Dr. Karl Rosenthal, born on 16 July 1889 in Lage/Lippe, studied in Berlin, Münster and Cologne and initially worked as a rabbi in Dortmund, where he met his future wife Gertrude (Trudie) Schuster, who was born on 14 March 1891 in Dortmund. They had two sons, Klaus Alfred and Siegfried Georg. Starting in 1924, Rosenthal was rabbi of the Jewish Reform Community ("Reformgemeinde") in Berlin. Rosenthal was also chairman of several B'nai B'rith lodges as well as of the Central Association of German Citizens of the Jewish Faith ("Centralverein Deutscher Staatsbürger Jüdischen Glaubens") and a member of the Imperial League of Jewish Front Soldiers ("Reichsbund Jüdischer Frontsoldaten").
In the course of the November pogroms of 1938, Karl Rosenthal was arrested and imprisoned in Sachsenhausen Concentration Camp. After about three months he was released on the condition that he left Germany immediately - he sought refuge in Oxford. Klaus Rosenthal had already emigrated to the United States, Gertrude Rosenthal escaped with Siegfried Georg to the Netherlands in 1939. In 1941 Siegfried Georg Rosenthal was arrested in Amsterdam, deported to Mauthausen Concentration Camp and murdered there.

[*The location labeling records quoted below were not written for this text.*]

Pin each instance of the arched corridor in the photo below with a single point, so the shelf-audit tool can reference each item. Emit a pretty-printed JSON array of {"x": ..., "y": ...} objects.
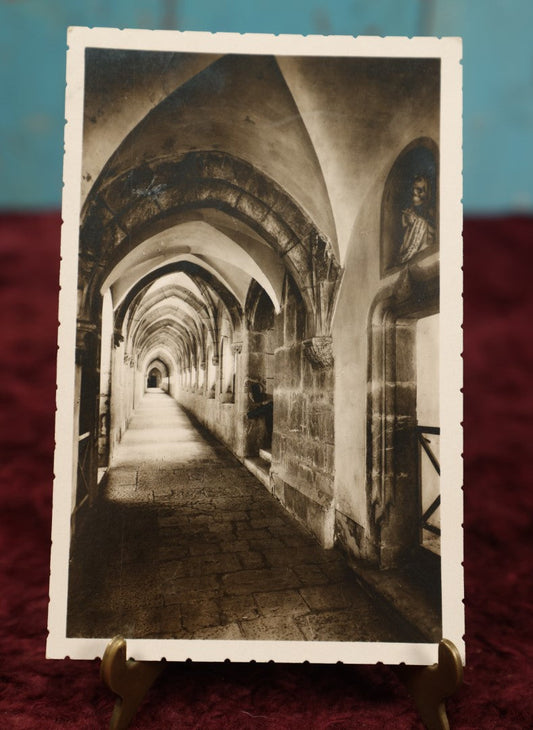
[
  {"x": 187, "y": 544},
  {"x": 251, "y": 385}
]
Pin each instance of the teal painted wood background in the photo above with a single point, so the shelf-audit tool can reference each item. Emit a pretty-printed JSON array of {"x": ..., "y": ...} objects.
[{"x": 498, "y": 77}]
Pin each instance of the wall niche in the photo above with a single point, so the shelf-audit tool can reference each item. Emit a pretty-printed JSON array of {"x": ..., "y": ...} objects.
[{"x": 409, "y": 208}]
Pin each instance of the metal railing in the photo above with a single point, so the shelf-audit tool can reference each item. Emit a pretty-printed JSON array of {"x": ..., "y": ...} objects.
[{"x": 425, "y": 445}]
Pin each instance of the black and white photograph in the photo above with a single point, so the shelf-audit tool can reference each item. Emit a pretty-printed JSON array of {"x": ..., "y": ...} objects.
[{"x": 258, "y": 439}]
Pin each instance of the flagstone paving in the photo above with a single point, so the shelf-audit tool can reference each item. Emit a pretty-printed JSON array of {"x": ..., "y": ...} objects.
[{"x": 186, "y": 543}]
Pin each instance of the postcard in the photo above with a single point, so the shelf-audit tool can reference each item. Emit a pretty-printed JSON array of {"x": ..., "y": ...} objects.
[{"x": 258, "y": 433}]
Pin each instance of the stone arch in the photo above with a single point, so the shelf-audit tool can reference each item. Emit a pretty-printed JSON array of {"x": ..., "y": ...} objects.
[
  {"x": 156, "y": 373},
  {"x": 123, "y": 211},
  {"x": 419, "y": 159},
  {"x": 392, "y": 466},
  {"x": 204, "y": 280}
]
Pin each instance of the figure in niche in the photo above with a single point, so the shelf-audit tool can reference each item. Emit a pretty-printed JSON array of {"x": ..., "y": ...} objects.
[{"x": 418, "y": 220}]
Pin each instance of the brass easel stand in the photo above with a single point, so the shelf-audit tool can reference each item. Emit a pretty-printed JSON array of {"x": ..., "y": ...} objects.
[
  {"x": 130, "y": 680},
  {"x": 429, "y": 686}
]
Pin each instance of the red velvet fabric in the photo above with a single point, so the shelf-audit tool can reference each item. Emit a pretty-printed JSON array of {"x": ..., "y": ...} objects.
[{"x": 497, "y": 693}]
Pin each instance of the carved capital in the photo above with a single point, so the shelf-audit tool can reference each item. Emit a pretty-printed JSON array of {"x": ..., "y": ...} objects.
[{"x": 319, "y": 351}]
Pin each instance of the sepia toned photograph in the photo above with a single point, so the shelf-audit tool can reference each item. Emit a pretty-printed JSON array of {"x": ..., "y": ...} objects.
[{"x": 258, "y": 431}]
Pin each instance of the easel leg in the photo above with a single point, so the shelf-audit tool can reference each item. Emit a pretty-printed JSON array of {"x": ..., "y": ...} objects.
[
  {"x": 430, "y": 686},
  {"x": 130, "y": 680}
]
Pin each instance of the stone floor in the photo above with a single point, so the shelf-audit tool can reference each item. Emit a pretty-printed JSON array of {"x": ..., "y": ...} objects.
[{"x": 188, "y": 544}]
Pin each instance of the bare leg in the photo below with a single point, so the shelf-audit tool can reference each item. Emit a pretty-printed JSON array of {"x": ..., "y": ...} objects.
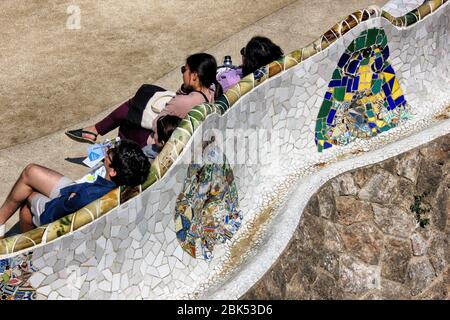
[
  {"x": 34, "y": 178},
  {"x": 26, "y": 219}
]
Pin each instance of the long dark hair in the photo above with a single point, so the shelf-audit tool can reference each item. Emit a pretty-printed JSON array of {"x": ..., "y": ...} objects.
[
  {"x": 130, "y": 163},
  {"x": 206, "y": 67},
  {"x": 258, "y": 52}
]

Gertrude Rosenthal was also arrested in 1942 and deported to Bergen-Belsen Concentration Camp via Westerbork in 1944. She survived the Holocaust with the help of a South American passport which Karl and other friends abroad had organized and which enabled her to enter a UNRAA (United Nations Relief and Rehabilitation Administration) camp in Switzerland in January of 1945.
The surviving Rosenthal family was living in the United States after the end of World War II. Karl Rosenthal was Rabbi in Fredericksburg, Virginia, Springfield, Illinois and in Wilmington, North Carolina, where he died in 1952. Klaus Rosenthal had already died in 1948 at the age of only 33 years. Gertrude Rosenthal also lived in Wilmington until her death in 1976.
The numbering in the books proves that both volumes were delivered to the Berlin City Library by the Salvaging Office ("Bergungsstelle") after the end of the war in 1945/46. An exact date cannot be determined, as the books were never added to the active stock of the library. Research on the particular Bergungsstelle Nr. 131 is still pending.